Politik | Inland
24.07.2018

Türkis-Blau "orbanisiert": Was ist dran am Vorwurf der SPÖ?

Fragen und Antworten: Politik-Beobachter sehen "graduelle Änderungen", "Alarmrufe" seien vorerst aber überzogen.

Christian Kern wusste es schon im Oktober des Vorjahres: Wenn ÖVP und FPÖ erst einmal ans Ruder kommen, dann steht dem Land eine „Orbanisierung“ ins Haus.

Ist Österreichs Demokratie in Gefahr? 

Österreich als illiberale Demokratie nach ungarischem Zuschnitt? Im Ernst?

Nun, für die Sozialdemokratie und Kritiker der rechtskonservativen Bundesregierung ist das mittlerweile erwiesen.

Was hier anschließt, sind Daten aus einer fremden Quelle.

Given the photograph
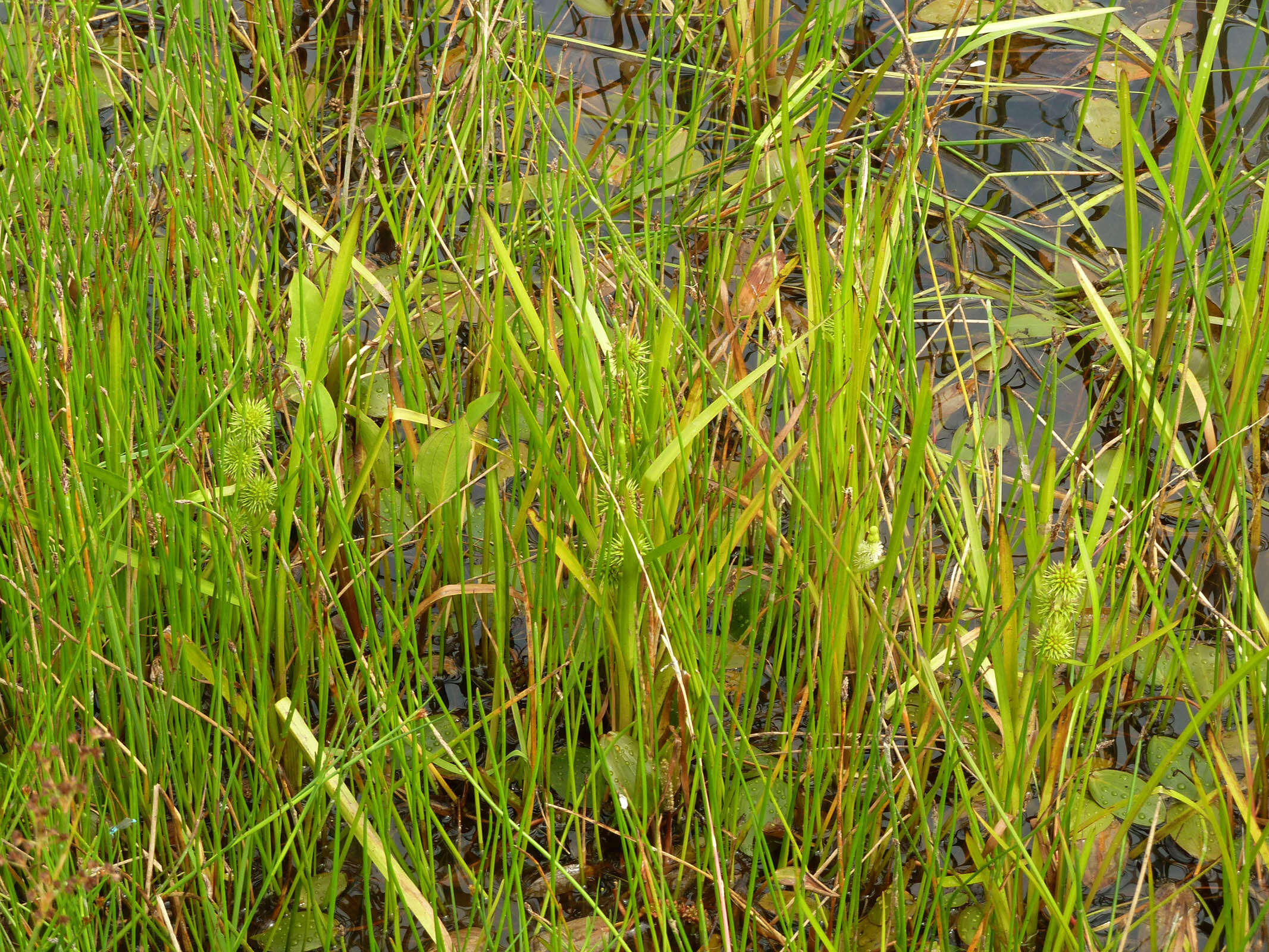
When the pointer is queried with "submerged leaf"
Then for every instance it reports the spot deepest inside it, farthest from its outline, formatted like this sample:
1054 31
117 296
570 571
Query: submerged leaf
1117 790
1183 771
301 931
442 462
946 12
321 890
1102 122
596 8
1197 837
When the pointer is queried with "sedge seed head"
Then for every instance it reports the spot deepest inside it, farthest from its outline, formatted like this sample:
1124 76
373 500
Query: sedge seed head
250 421
240 460
258 496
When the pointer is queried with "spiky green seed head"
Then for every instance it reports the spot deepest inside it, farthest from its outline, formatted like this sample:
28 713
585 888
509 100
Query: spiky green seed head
252 421
258 494
621 493
870 551
240 460
1056 639
627 364
1063 589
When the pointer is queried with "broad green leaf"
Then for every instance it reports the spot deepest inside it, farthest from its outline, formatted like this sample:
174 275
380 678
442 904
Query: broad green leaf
1088 819
1102 122
333 299
1117 790
1196 835
442 462
321 890
1183 771
305 301
301 931
478 408
375 394
368 437
631 776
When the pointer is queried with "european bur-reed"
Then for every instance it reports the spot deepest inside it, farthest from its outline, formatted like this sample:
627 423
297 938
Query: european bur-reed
250 423
1058 600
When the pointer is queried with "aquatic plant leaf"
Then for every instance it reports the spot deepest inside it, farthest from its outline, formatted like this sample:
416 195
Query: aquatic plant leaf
1154 31
1116 790
945 12
375 394
368 439
1093 850
1088 819
321 890
631 776
596 8
969 920
480 406
1110 70
1196 835
305 301
301 931
442 462
1102 122
1183 771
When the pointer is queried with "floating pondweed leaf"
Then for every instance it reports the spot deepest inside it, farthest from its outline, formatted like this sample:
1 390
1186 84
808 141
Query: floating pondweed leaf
1117 790
1183 771
945 12
538 187
1205 374
375 393
1155 31
321 890
1110 71
589 935
1102 122
763 809
969 920
301 931
596 8
669 164
1197 837
631 775
1088 819
1111 22
441 466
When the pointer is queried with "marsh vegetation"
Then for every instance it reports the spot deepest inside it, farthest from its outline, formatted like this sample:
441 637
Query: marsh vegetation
678 477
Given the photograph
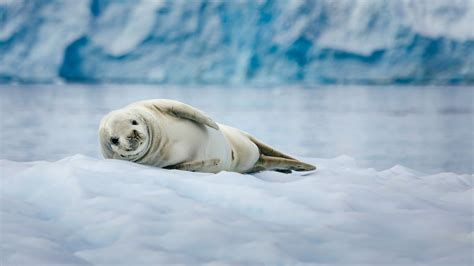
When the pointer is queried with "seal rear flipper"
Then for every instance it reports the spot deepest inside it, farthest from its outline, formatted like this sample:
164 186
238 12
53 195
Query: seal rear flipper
266 149
185 111
194 166
279 164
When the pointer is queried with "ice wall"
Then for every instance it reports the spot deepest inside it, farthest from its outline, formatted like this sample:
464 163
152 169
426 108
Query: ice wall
258 42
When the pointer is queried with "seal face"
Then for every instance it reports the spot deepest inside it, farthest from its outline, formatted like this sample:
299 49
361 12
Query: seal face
174 135
125 134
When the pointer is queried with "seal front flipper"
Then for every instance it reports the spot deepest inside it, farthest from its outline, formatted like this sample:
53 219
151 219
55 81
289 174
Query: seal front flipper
184 111
194 166
280 164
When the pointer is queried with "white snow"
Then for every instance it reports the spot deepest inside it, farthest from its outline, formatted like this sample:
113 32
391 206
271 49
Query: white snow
82 210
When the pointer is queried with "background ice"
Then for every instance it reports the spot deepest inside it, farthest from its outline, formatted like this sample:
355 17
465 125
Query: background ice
425 128
82 210
258 42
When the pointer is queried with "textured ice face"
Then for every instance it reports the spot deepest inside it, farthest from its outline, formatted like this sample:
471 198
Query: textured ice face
123 135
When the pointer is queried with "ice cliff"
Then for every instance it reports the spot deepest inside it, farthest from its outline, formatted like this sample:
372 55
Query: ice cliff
235 42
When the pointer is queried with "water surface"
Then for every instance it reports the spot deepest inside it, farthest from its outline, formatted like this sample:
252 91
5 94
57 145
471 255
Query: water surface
426 128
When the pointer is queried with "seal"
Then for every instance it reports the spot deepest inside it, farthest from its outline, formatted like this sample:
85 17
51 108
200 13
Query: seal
174 135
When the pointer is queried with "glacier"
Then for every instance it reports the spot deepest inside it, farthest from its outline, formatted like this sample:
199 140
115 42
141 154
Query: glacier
237 42
86 211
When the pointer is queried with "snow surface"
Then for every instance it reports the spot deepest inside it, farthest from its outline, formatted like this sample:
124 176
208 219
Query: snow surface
82 210
260 42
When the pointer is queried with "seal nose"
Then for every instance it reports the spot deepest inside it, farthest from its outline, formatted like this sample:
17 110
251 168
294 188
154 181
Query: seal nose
114 140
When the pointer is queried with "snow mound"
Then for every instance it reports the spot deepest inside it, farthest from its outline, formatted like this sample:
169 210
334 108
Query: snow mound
87 211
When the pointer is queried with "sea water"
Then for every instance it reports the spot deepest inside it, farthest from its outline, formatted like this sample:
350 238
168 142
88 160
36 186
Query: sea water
427 128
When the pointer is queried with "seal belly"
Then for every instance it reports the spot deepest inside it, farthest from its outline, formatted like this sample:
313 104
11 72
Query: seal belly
244 153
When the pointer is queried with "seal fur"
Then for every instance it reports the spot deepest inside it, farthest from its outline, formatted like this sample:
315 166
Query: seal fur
174 135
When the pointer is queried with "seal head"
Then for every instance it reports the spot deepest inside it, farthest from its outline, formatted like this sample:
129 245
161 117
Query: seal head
124 135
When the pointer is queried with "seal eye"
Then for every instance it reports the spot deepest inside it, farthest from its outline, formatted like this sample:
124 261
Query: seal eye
114 140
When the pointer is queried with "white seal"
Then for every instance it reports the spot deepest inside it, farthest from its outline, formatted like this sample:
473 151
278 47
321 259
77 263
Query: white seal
174 135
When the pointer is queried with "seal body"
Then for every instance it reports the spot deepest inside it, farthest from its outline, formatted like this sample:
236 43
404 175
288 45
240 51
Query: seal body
170 134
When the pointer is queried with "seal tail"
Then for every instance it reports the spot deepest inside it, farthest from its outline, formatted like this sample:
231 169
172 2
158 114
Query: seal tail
279 164
271 159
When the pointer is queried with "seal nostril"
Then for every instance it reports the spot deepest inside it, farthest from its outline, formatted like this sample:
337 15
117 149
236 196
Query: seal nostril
114 140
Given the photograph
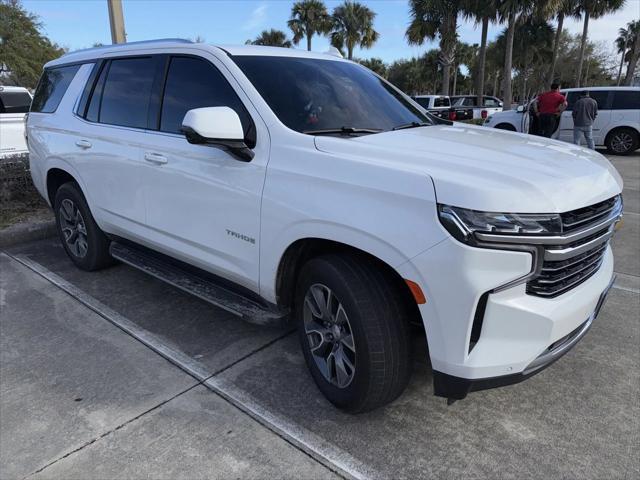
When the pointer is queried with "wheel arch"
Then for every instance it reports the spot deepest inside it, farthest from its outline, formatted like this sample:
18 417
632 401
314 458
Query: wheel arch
57 173
302 250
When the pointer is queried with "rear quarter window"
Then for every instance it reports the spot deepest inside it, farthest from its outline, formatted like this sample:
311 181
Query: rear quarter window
441 102
626 100
52 87
14 102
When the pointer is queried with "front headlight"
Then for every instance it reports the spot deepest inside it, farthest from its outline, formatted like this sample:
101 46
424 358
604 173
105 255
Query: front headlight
462 223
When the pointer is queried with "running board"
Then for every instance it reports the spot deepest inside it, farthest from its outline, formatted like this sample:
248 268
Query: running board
198 283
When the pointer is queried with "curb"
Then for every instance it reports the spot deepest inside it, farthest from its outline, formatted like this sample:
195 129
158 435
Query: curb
27 232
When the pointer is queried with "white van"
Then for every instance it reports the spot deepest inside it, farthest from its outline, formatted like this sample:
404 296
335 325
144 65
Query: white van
14 105
285 185
617 125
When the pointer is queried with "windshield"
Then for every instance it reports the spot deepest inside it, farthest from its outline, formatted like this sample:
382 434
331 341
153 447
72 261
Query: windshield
311 95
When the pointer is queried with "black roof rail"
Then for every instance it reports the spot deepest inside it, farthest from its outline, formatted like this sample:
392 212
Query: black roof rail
141 42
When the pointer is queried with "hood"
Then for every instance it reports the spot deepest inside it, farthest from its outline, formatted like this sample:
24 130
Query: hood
490 170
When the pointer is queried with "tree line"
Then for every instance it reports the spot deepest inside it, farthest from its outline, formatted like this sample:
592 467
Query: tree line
529 45
531 51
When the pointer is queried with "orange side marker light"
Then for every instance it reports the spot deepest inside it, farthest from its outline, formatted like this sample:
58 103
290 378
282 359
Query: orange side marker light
416 291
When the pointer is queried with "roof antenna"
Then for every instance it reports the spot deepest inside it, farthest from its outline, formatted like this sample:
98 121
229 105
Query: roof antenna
333 51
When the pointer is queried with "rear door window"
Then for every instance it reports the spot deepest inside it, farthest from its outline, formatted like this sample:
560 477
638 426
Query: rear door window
52 87
14 102
196 83
441 102
423 102
126 93
626 100
601 97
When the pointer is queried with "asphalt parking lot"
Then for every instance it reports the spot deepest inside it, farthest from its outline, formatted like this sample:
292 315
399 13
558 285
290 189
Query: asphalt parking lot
117 375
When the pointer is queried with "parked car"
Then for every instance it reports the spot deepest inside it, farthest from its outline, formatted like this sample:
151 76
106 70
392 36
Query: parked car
617 125
438 105
490 105
285 185
14 104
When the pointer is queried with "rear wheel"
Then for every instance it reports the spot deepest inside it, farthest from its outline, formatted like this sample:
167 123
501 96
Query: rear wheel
354 332
85 244
622 141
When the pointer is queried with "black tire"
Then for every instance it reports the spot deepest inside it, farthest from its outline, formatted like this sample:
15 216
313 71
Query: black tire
91 250
505 126
378 320
622 141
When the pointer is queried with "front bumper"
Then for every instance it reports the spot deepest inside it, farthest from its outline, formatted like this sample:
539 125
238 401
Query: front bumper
457 388
517 328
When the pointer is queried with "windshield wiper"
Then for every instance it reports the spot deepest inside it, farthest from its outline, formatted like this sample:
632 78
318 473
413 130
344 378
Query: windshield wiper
411 125
342 131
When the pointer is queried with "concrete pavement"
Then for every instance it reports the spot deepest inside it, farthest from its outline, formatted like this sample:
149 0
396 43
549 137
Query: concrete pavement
82 399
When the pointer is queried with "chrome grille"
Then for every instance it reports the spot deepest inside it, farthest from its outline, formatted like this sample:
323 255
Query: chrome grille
579 253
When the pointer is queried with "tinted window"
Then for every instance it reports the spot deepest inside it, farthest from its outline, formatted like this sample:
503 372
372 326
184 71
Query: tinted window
441 102
127 91
599 96
195 83
626 100
424 102
315 94
491 102
14 102
52 87
94 104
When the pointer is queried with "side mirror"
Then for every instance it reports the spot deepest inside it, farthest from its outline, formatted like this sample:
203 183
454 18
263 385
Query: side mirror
217 126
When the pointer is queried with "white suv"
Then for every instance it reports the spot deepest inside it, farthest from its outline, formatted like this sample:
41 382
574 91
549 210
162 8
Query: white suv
616 127
286 185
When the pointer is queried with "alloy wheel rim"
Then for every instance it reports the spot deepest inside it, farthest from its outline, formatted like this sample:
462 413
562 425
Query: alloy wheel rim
621 142
73 228
330 336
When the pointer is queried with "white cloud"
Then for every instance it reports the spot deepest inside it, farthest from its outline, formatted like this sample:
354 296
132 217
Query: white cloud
258 18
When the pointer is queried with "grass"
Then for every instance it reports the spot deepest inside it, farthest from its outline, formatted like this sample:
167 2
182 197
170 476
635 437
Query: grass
19 199
27 206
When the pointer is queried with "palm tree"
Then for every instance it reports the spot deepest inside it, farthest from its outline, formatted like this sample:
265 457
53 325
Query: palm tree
567 8
309 17
436 18
374 64
513 12
465 55
484 12
622 42
628 44
353 25
592 9
271 38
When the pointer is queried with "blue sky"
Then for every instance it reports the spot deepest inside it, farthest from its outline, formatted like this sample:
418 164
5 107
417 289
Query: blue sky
80 23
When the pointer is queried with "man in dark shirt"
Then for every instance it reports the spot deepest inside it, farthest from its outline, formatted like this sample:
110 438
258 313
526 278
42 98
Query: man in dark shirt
548 108
584 114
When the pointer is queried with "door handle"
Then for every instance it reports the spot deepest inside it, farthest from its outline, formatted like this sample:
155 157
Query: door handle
156 158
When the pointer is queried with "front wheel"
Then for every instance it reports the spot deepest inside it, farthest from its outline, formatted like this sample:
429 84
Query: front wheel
622 141
85 244
354 332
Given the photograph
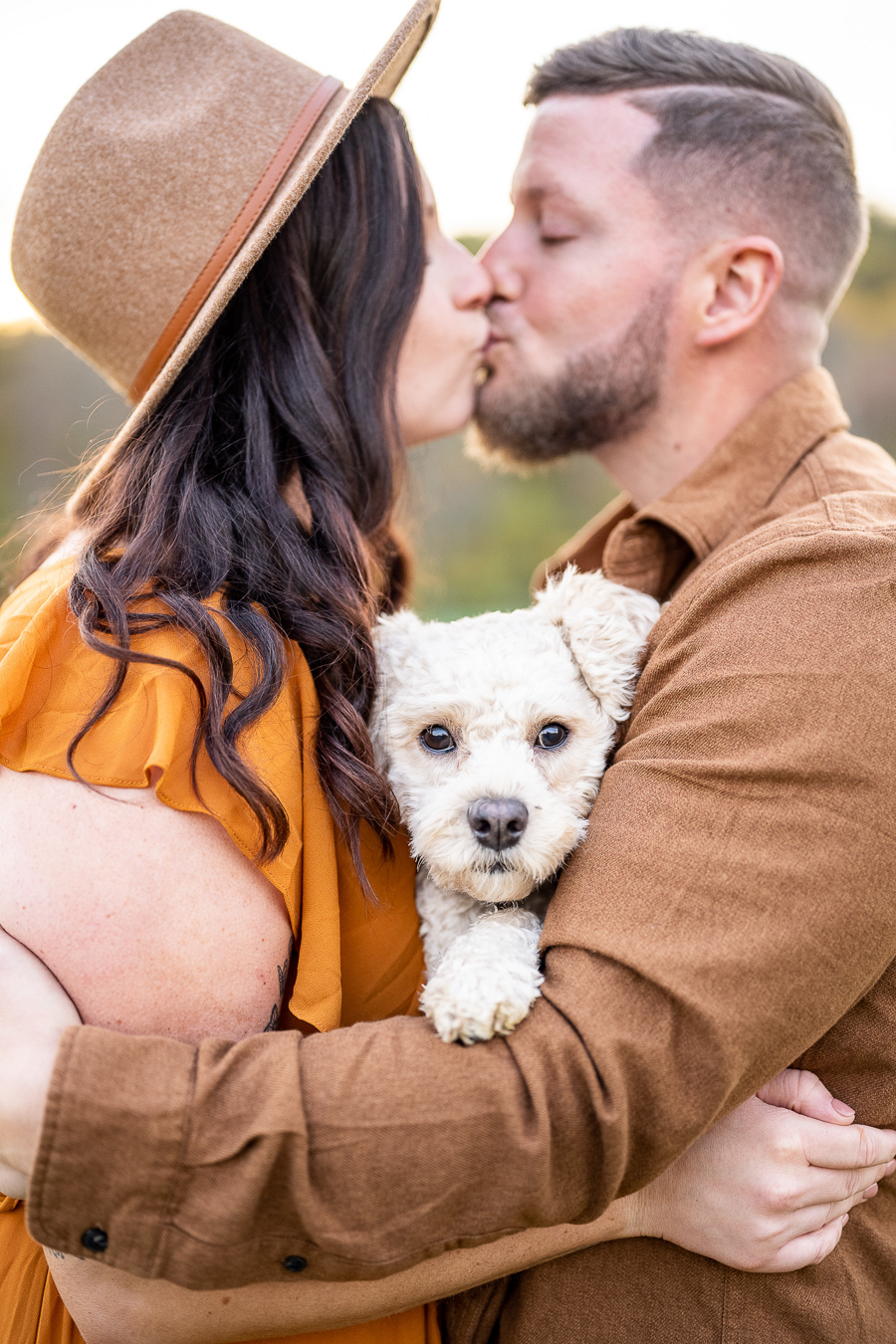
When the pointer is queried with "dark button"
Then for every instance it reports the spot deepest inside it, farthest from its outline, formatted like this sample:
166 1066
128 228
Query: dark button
95 1239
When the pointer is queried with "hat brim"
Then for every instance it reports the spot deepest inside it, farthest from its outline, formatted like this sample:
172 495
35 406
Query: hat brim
380 80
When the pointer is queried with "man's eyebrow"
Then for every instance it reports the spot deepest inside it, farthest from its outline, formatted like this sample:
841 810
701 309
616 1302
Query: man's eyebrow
543 191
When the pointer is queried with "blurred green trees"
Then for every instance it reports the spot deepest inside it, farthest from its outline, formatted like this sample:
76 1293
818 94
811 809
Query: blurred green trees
477 535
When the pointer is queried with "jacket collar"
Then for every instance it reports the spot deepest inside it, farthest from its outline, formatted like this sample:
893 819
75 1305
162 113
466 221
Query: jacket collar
653 548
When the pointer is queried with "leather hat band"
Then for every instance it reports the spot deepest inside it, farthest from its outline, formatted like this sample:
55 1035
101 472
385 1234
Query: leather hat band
237 234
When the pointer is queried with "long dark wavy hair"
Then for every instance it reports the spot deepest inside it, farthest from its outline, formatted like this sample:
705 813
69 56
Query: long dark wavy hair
291 396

Nahezu alle Aufreger-Themen – von den umstrittenen Ermittlungen im Verfassungsschutz bis hin zur Reform des staatlichen ORF – sind für Regierungskritiker Puzzle-Steine die belegen, dass die Regierung das Staatsgefüge umbaut.

So ist es nicht weiter überraschend, dass der frühere Staatssekretär und nunmehrige Verfassungssprecher der SPÖ, Peter Wittmann , am Dienstag warnte, Österreich verwandle sich in eine „gelenkte Demokratie“.

Wird das Parlament missachtet?

Als Beleg brachte er unter anderem folgende Argumente: Die Regierung missachte das Parlament, wobei Parlamentspräsident Wolfgang Sobotka als willfähriger „Hausmeister“ agiere; und auch die Medienfreiheit sei in Gefahr, weil man Journalisten drohe und nur unzureichend Auskunft über die Regierungspolitik gebe.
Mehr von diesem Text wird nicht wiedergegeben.